Victoria’s contentious tent city is still standing.

Thursday was B.C.’s deadline for campers at Victoria’s courthouse to pack up and move out, but many residents stood their ground by instead throwing a block party.

One man who has lived at the encampment for three months said he had no plans to leave what residents have dubbed “Super InTent City.”

“I’m not leaving,” said Mikey. “I’m not going to pack up, I’m not going to go anywhere. I’m going to combine with my brothers and sisters, and we’re going to stand for what we believe in and if necessary, push back the laws that were made by the government.”

He’s not alone.

At a daily morning meeting, camp leaders outlined choices for tenters who had no interest in leaving the close-knit community, which has grown to over 100 residents since it sprouted up last fall.

“There’s two prevailing wishes,” said Rev. Al Tysick, who founded the Victoria Dandelion Society to help the city’s homeless. “One, that we stop here and take a stand, and the other one is that we might look for some other land.”
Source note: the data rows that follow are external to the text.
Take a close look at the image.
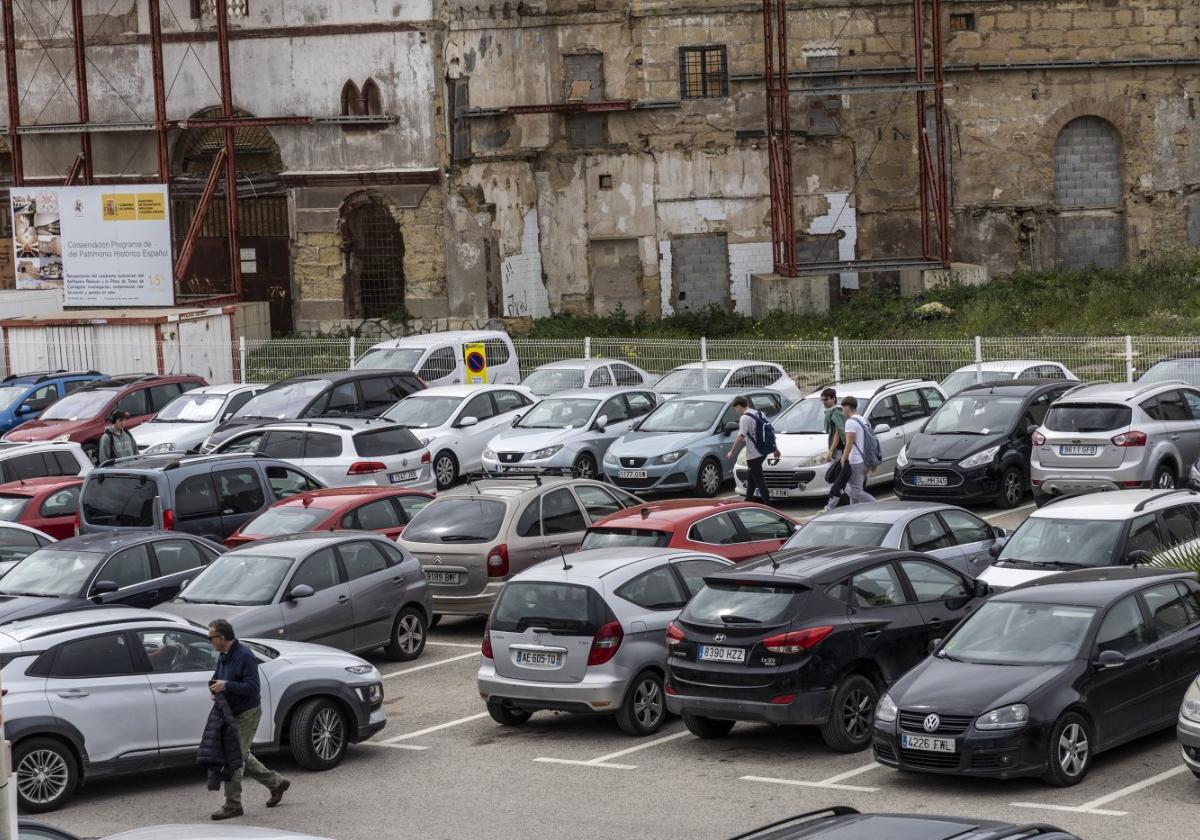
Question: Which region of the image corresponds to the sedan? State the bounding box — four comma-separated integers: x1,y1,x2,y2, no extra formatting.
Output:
158,532,433,662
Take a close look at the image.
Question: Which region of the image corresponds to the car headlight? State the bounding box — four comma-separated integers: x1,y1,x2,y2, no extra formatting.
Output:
976,703,1030,731
955,445,1000,469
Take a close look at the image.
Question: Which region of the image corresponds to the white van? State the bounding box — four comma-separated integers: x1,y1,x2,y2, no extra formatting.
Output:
354,330,521,388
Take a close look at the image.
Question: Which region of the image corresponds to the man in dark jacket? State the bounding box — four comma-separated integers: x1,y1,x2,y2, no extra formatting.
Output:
209,618,292,820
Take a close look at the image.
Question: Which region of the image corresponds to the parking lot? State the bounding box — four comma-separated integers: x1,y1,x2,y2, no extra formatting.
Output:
32,492,1200,840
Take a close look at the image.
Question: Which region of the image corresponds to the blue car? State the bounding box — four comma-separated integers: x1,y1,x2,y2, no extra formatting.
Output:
0,371,107,433
604,389,784,498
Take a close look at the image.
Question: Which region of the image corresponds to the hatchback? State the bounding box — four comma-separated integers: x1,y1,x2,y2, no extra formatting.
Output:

Tysick also thanked police for their calm response to the province-issued deadline.

Victoria Police said earlier in the week they’d attend the camp to monitor proceedings, but wouldn’t force anyone out.

Still, some campers chose to leave on their own for housing facilities opened up in recent weeks by the Cool Aid and Our Place non-profit societies.
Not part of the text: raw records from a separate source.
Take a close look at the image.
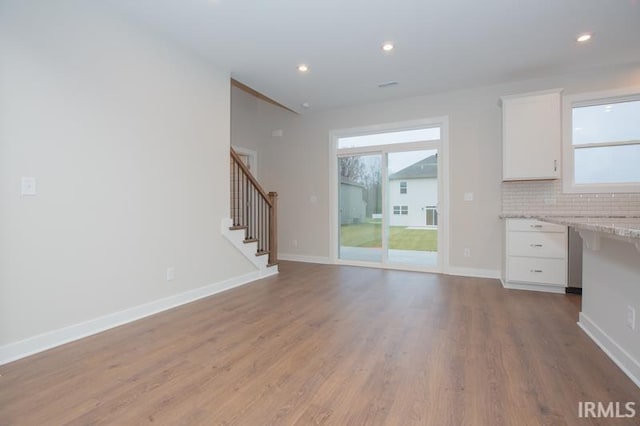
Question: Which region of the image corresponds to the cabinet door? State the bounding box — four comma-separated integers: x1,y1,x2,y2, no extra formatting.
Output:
502,91,561,180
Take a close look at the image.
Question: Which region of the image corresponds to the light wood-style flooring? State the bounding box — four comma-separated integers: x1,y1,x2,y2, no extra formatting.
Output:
0,262,640,426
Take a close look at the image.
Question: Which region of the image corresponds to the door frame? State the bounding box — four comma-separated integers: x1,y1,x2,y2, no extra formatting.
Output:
329,116,450,272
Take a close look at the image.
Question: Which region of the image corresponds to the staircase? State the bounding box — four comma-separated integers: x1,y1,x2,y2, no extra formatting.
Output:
222,148,278,276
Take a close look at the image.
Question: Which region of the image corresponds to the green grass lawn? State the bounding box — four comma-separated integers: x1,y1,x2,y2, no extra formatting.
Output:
340,222,438,251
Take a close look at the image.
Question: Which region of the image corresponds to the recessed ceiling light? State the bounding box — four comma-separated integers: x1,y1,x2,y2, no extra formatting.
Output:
382,41,395,52
378,80,398,89
576,33,591,43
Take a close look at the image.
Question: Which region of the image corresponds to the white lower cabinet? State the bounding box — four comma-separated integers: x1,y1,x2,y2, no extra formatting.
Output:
502,219,568,293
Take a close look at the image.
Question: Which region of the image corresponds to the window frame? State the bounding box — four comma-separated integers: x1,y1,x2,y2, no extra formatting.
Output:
562,86,640,194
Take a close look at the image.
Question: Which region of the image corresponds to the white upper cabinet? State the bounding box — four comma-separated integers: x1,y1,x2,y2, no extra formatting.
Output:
501,89,562,180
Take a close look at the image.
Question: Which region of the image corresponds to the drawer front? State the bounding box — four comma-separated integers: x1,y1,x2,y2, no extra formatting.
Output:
507,219,567,232
507,256,567,286
507,232,567,259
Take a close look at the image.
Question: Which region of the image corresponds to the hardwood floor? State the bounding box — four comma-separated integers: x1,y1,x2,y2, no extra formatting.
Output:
0,262,640,426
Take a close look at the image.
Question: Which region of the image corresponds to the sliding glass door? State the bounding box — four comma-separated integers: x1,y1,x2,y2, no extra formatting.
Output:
338,154,382,263
336,127,443,270
385,149,438,267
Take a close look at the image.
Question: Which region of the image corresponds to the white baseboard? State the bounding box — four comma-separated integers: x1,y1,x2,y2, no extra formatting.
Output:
500,279,567,294
278,253,331,265
578,312,640,387
446,266,501,280
0,268,278,365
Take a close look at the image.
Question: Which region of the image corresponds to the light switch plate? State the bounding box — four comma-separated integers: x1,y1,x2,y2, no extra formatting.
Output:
20,177,37,196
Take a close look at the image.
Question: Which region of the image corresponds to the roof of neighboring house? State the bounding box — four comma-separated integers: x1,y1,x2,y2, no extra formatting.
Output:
340,176,365,188
389,154,438,180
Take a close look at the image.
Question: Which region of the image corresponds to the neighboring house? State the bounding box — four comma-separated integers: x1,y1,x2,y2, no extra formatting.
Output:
389,154,438,228
340,177,367,225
“It’s wonderful what they did, man. I had a good night’s sleep for the first time,” said Donald Smith, who moved into transitional housing at the former Mount Edwards Care Home on Vancouver Street. “I finally said ‘enough is enough’ to myself. I’m gonna accept the help I need, I’m done travelling, I’m done this, done fighting. I’ve gotta do what I gotta do to get the help that I need.”
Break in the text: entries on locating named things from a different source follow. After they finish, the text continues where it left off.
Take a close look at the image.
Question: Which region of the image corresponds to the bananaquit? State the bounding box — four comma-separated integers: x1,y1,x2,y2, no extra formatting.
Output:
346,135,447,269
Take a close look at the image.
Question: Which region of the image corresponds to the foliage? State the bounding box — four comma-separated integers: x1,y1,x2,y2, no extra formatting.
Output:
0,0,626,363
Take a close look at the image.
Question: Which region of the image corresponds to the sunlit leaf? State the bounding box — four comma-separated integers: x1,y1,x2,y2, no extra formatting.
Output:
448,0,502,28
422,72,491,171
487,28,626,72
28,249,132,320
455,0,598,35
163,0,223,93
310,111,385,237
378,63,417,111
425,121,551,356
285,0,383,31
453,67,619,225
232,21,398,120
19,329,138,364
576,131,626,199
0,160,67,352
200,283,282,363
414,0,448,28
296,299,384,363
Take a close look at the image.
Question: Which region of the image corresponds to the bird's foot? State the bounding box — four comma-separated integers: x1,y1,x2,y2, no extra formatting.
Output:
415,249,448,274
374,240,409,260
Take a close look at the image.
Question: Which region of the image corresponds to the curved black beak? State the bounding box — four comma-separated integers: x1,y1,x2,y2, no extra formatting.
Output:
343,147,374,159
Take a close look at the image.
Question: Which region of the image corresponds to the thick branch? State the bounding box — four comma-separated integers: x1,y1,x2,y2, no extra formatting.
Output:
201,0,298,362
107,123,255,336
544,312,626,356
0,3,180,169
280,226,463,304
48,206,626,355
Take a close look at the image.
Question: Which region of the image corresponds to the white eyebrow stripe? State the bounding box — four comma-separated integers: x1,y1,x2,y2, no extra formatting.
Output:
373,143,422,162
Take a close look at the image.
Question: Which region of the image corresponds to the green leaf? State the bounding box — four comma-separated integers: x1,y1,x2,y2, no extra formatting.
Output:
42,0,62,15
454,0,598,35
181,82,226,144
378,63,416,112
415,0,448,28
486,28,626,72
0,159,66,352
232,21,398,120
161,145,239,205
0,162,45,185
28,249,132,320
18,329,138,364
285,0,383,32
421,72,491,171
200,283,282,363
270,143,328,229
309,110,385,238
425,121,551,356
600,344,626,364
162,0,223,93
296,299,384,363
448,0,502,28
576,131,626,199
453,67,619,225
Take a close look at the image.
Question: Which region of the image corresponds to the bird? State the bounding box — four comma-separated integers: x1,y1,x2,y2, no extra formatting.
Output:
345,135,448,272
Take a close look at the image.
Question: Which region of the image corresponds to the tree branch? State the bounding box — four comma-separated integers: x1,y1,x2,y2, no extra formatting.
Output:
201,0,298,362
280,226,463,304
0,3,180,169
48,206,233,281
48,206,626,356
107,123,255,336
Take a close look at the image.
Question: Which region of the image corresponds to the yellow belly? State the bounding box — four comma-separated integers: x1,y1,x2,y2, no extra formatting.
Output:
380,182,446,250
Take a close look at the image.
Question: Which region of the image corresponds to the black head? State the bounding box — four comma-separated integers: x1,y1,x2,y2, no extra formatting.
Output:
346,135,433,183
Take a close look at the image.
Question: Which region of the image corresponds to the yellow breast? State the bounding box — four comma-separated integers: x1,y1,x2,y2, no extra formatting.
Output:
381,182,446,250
Our Place’s temporary “My Place” shelter on Yates Street has already filled its 40 beds, while Mount Edwards only had four beds left and was expected to fill them by Thursday night.

Only nine out of 50 beds were taken at a housing facility opened at a former youth correctional facility in View Royal, which operates like an indoor tent city.

“There’s about 50 people that have accepted housing, so they’ll be moving off,” B.C.’s housing minister Rich Coleman said in Vancouver Thursday. “We’ve got enough housing for everybody down there, so they don’t have an excuse to not come inside. But they also live in a free country, they don’t have to come inside.”

Coleman avoided talk of removing holdouts by force – but the province said in a statement that applying for an injunction is one of several options available.

“We’ll keep working with them, with the societies, to try and get them to make the decision to go where they can be safer and where they can have their meals and their support,” Coleman said.

Back at camp, residents of similar tent cities in the Lower Mainland rolled in to the planned block party in a show of support for residents who refuse to leave.

“It’s just a celebration for the time we’ve been here,” said Tysick.

Buses carrying about 100 people from Chilliwack, Abbotsford and the Downtown Eastside arrived at around 4 p.m.

The tent city sprang up at the courthouse last fall, when it was revealed a Victoria bylaw banning all-day camping in parks didn’t apply to the provincially owned land.

As the site grew in population, it sparked a wider dialogue on the lack of affordable housing in B.C.’s capital city and prompted immediate action by the province.